王はあのとき、27だった。今となっては随分年下になってしまった。かつての若い近衛兵に、随分と目をかけて頂いた。
まだ幸せだったころ。王は21。初子の姫君が御生まれになったときを思い出す。御妃様ともどもにお目にかかり、まだ幼い姫君を抱擁する栄誉まで頂いた。
「この子が君の、生涯に渡って守るべきあるじだ」
頂いたこの言葉を、私は今でも忘れない。しかしそれを行なう舞台であるはずの国は呆気なく崩れた。

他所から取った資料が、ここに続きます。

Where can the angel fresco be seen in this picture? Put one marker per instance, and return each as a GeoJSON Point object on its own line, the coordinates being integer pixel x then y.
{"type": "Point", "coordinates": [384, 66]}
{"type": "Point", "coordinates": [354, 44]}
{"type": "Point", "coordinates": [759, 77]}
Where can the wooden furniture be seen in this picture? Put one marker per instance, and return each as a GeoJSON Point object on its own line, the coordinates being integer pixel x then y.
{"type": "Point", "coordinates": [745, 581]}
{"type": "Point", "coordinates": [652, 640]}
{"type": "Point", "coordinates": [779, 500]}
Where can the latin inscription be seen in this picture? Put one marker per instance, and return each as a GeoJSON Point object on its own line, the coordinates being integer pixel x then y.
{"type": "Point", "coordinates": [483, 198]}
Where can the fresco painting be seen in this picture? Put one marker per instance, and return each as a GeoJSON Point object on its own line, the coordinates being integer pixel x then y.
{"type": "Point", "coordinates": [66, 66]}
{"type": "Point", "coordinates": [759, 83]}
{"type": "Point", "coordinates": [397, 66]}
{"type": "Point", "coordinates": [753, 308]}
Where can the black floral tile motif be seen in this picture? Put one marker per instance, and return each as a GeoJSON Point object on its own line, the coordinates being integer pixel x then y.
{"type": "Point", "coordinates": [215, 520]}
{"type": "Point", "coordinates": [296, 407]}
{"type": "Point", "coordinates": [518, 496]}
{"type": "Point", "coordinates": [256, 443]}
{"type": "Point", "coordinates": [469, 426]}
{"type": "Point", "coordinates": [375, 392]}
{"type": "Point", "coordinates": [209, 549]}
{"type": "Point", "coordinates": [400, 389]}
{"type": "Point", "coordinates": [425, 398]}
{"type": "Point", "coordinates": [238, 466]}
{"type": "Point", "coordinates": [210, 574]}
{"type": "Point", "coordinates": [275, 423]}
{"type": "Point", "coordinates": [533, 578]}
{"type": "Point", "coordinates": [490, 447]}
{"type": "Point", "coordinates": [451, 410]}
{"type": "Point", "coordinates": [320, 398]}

暗殺。防衛戦からの帰り道。深く領土の奥に入り、気が弛んだところを見計らった襲撃。あれは間違いなく法将マファクが手配した暗殺者だろう。
乱れる国、逃げ出した御妃様と姫君。あの過剰な混乱さえも、内部に送り込まれた扇動者の仕業であることを突き止めた。
次々と行なわれる『王血狩り』を阻止できなかったのは、自身の非才と求心力の無さを痛感させた。

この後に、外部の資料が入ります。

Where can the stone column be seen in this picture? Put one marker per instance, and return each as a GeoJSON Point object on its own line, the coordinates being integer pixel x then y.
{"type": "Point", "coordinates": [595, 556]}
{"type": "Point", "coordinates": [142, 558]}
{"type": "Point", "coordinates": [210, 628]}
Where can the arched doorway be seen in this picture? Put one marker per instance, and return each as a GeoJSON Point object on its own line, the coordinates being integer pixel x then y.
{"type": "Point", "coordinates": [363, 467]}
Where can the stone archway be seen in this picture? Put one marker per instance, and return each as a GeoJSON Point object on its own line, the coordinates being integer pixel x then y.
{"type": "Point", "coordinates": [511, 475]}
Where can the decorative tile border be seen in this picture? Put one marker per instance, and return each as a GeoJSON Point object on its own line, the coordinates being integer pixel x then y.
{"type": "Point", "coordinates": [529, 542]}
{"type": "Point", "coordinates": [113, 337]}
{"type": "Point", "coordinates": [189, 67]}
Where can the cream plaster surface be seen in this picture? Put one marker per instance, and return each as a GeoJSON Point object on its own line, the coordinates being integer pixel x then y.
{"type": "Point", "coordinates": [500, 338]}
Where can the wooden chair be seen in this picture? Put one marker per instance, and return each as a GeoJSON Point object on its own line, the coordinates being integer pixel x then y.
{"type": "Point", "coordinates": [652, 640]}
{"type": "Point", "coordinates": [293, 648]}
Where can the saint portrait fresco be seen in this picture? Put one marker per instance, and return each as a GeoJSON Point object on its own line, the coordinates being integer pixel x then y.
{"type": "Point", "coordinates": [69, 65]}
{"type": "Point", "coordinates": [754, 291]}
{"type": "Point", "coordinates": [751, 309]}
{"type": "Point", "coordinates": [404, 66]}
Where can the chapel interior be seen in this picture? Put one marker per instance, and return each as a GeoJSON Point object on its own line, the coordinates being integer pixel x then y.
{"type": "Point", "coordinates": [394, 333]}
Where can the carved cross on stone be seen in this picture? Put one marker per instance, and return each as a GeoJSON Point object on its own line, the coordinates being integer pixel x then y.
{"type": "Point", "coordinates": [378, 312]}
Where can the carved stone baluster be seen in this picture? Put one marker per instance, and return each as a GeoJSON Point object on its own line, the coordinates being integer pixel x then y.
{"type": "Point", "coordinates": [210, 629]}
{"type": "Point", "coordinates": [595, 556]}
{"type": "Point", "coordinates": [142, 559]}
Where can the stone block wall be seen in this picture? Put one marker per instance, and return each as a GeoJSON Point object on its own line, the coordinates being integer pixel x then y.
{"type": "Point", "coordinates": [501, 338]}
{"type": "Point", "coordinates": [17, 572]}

一からのやり直しだった。改めて兵の心を掴めるよう努力した。この国を守りたいと思う者を組織し、訓練し、あるいは呼び寄せた。
あるとき出会った体格のいい木こり、ムーレー。それを軍に誘い入れて育てて、今は押しも押されぬ戦場の花形だ。
タッセにおける逆転勝利を喧伝し、諸外国から兵を集めて組織する。いつしかヨチカ傭兵団と通称されるようになった。
まだ守れる。まだいくらでも守ってみせる。この舞台が残っている限り、王血を持った姫君が御帰りになられる可能性は消えないのだから。